IEEEマイルストーンは、1983年に設立された制度で、電気・電子技術において顕著な貢献をした歴史的業績を認定するものです。この認定を得るためには、開発されてから25年以上が経過し、その技術が社会や産業に対して著しい影響を与えたことが求められます。旭化成エレクトロニクスの薄膜ホール素子技術は、まさにその基準を満たしており、世界中の多くの産業へ普及を遂げています。

薄膜ホール素子の技術的背景



薄膜高感度ホール素子は、薄いインジウムアンチモン(InSb)層を磁性体であるフェライト基板に挟み込む設計により、感度が大幅に向上しました。この技術革新によって、高感度かつ高信頼性を持ち、温度安定性も優れる特性を持つ製品として製造されるようになりました。特に、電極構造の工夫や金ワイヤーボンディング技術によって、大規模生産が可能になった点が評価されています。

さまざまな応用分野



薄膜ホール素子は、主にブラシレスモーターに使われており、ビデオカセットレコーダー、フロッピーディスクドライブやCD-ROM、冷却ファンなど、数多くの電子機器に採用されています。近年では、その出荷数が2026年には500億個を超える見込みで、さまざまな分野での応用が広がっています。特に、家庭用電子機器や新興産業において、磁気センサーの標準技術として広く認知されています。

更なる技術展開



今回の認定を契機に、旭化成エレクトロニクスは精密位置検出や電流センサーといった新たな分野にも技術を拡張しています。スマートフォンのカメラ機能向上や電気自動車の航続距離を延ばすなど、高度化するデジタル機器やモビリティの技術革新に寄与しています。また、この薄膜ホール素子技術は、赤外線センサーやLEDなどにも応用され、エレクトロニクス業界全体にインパクトを与え続けています。

旭化成エレクトロニクス社のコメント



執行役員の竹原聡氏は、「当社の薄膜高感度ホール素子は、1983年の商用化以来、数多くの顧客のビジネスを支えてきた」と述べ、感謝の意を表しました。
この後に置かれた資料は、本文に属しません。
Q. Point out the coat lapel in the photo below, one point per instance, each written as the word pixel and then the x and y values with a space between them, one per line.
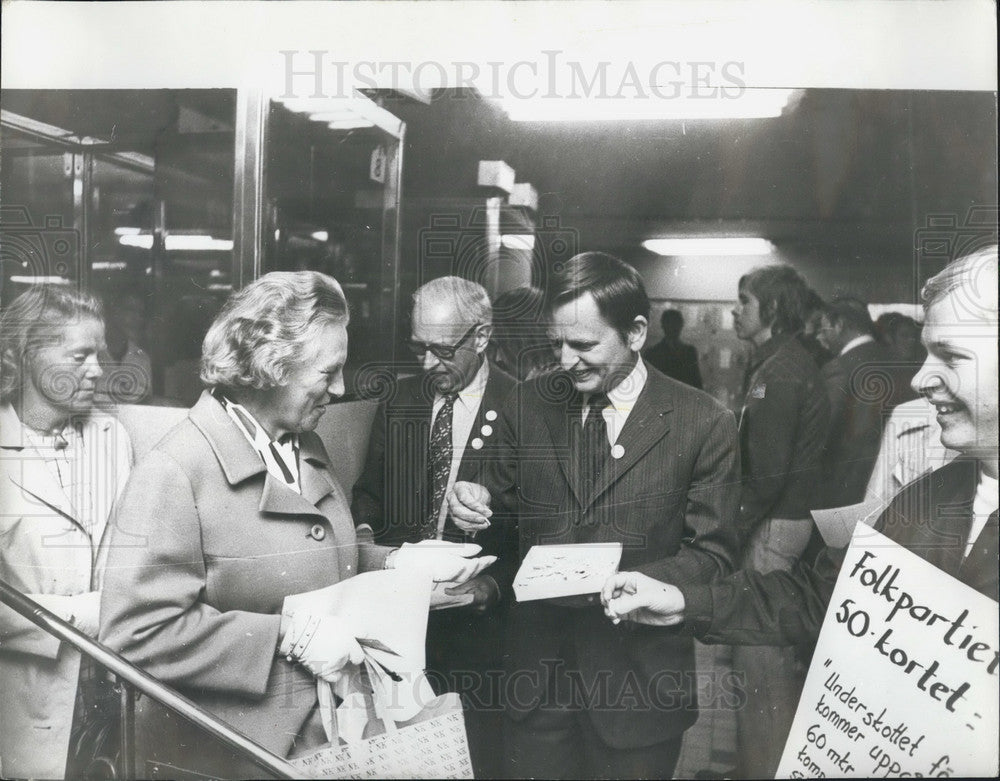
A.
pixel 24 466
pixel 556 415
pixel 647 424
pixel 498 386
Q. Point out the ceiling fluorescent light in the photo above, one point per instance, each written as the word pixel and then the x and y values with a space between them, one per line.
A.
pixel 182 243
pixel 333 116
pixel 750 104
pixel 349 124
pixel 710 246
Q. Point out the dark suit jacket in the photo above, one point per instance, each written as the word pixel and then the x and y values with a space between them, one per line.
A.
pixel 930 517
pixel 206 546
pixel 679 361
pixel 391 495
pixel 861 391
pixel 671 499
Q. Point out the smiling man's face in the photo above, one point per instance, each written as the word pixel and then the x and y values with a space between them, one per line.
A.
pixel 595 354
pixel 959 377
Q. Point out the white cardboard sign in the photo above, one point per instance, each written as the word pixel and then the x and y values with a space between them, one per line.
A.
pixel 904 679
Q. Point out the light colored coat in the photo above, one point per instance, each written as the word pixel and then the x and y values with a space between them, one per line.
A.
pixel 207 545
pixel 45 550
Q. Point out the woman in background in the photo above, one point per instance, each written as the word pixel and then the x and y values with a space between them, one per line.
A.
pixel 62 466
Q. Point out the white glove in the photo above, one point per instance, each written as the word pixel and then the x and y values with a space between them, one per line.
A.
pixel 324 645
pixel 83 611
pixel 442 560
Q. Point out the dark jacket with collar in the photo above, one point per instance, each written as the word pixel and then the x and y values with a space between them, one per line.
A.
pixel 783 428
pixel 861 391
pixel 670 499
pixel 206 546
pixel 931 517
これからも、技術の革新に努め、信頼性と品質を維持しながら、変化する市場ニーズに応え、新たな価値を創造していく方針を示しました。

まとめ



今回のIEEEマイルストーン認定は、旭化成エレクトロニクスにとって評価を受ける一歩であると同時に、今後の技術革新の土台となります。薄膜ホール素子が多様な産業へ与える影響は今後も続くと期待されており、さらなる成長と発展が見込まれています。社名の意味合いを超え、信頼のシンボルとして世界の技術進展に貢献し続けるでしょう。


画像1

画像2

会社情報

会社名
旭化成株式会社
住所
東京都千代田区有楽町1-1-2日比谷三井タワー
電話番号
03-6699-3000

トピックス(エンタメ)

【記事の利用について】

タイトルと記事文章は、記事のあるページにリンクを張っていただければ、無料で利用できます。
※画像は、利用できませんのでご注意ください。

【リンクついて】

リンクフリーです。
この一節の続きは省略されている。